||: Girls :||: Chance :||: Music :|| (c) Carol Rosegg
Theater: ||: Girls :||: Chance :||: Music :||
At Vineyard Theatre
Pulitzer Prize-nominated playwright Eisa Davis’ latest play with the unique title of ||: Girls :||: Chance :||: Music :|| defies categorizing. It is definitely a play, but the four actresses that make up the cast all sing and/or play instruments for almost half the runtime. There is a narrative arc, but the production, as skillfully directed by Pam McKinnon, is more interested in moments rather than the whole. The play takes place at a summer music program in the San Francisco Bay Area in which we follow the ||: Girls :||:, who are all in high school focusing on their :||: Music :||. The most intense of them is singer Fax (Hillary Fisher).

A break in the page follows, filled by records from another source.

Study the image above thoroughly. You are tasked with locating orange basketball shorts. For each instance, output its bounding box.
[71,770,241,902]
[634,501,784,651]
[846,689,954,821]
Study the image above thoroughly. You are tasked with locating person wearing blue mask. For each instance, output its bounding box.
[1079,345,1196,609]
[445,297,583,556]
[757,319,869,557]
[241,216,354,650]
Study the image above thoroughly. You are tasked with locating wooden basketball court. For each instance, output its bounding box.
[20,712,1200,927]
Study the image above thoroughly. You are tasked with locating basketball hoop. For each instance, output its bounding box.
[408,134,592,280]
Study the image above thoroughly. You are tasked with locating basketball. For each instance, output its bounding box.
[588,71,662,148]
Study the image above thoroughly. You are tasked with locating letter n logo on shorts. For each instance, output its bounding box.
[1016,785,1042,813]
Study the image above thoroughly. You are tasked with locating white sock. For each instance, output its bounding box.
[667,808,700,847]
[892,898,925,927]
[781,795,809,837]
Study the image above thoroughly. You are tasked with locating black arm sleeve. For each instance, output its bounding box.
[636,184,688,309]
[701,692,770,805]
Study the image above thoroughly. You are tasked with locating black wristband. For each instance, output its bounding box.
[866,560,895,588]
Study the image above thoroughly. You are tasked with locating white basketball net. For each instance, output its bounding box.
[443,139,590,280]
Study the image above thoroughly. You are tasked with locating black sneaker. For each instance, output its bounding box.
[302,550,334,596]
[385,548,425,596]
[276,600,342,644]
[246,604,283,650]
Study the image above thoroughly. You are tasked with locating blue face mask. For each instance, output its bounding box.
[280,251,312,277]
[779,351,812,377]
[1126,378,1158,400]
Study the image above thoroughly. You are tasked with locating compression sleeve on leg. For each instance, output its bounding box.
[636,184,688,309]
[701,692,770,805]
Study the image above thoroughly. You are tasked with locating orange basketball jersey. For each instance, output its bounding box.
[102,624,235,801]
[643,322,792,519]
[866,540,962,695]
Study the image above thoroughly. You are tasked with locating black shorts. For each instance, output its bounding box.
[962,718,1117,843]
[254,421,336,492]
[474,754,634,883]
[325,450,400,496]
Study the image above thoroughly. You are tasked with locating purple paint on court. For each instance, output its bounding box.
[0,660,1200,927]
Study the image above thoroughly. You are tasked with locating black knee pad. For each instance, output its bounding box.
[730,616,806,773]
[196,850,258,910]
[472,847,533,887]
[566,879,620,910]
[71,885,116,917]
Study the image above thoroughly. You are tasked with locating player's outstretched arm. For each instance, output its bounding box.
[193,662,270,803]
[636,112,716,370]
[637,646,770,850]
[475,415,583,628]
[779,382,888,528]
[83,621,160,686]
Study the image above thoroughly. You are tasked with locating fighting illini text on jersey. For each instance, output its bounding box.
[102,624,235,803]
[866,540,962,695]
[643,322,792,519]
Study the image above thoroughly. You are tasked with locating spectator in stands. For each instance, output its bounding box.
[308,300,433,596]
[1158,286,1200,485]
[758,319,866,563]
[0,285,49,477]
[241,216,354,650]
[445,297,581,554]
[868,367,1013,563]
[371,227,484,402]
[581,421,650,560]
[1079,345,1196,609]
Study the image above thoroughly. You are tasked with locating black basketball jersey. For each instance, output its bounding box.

She loves the rules of classical music and is most lost when asked to improvise, or in the play’s lingo, allow :||: Chance :||: to take over. More adept at :||: Chance :||: is the school resident outsider and drummer, Margot (Naomi Latta), who is looking for meaning in her mostly unsupervised life, with music being her focus now. Pianist Rile (Yeena Sung) is the most typical teenager, sometimes acting like a mean girl, which may be her defense for wanting to find her tribe. Rounding out the cast is Clementine (Gianna DiGregorio Rivera), who plays a lot of instruments and doesn’t seem too bothered by the teenage angst around her. There are a lot of themes swirling around Davis’ play (lost and found parents, earth-shaking life changes, sexuality, eating disorders, suicidal thoughts), but they take a back seat to when the three elements of the title finally find its harmony in the play’s most satisfying scene. But this happens halfway through and nothing in its second half matches the synergy of that moment. All the actors feel natural and vulnerable, but how newcomer Latta exudes Margot’s open wound personality is astonishing and heartbreaking. Davis, whose next project is a musical with Lin-Manuel Miranda, throws a lot at us during the play’s runtime, giving the audience the choice of what is important to us in these character’s stories (with only a late play “father” subplot being the least earned and far-fetched). Still, this is a very special evening of story, song and humanity.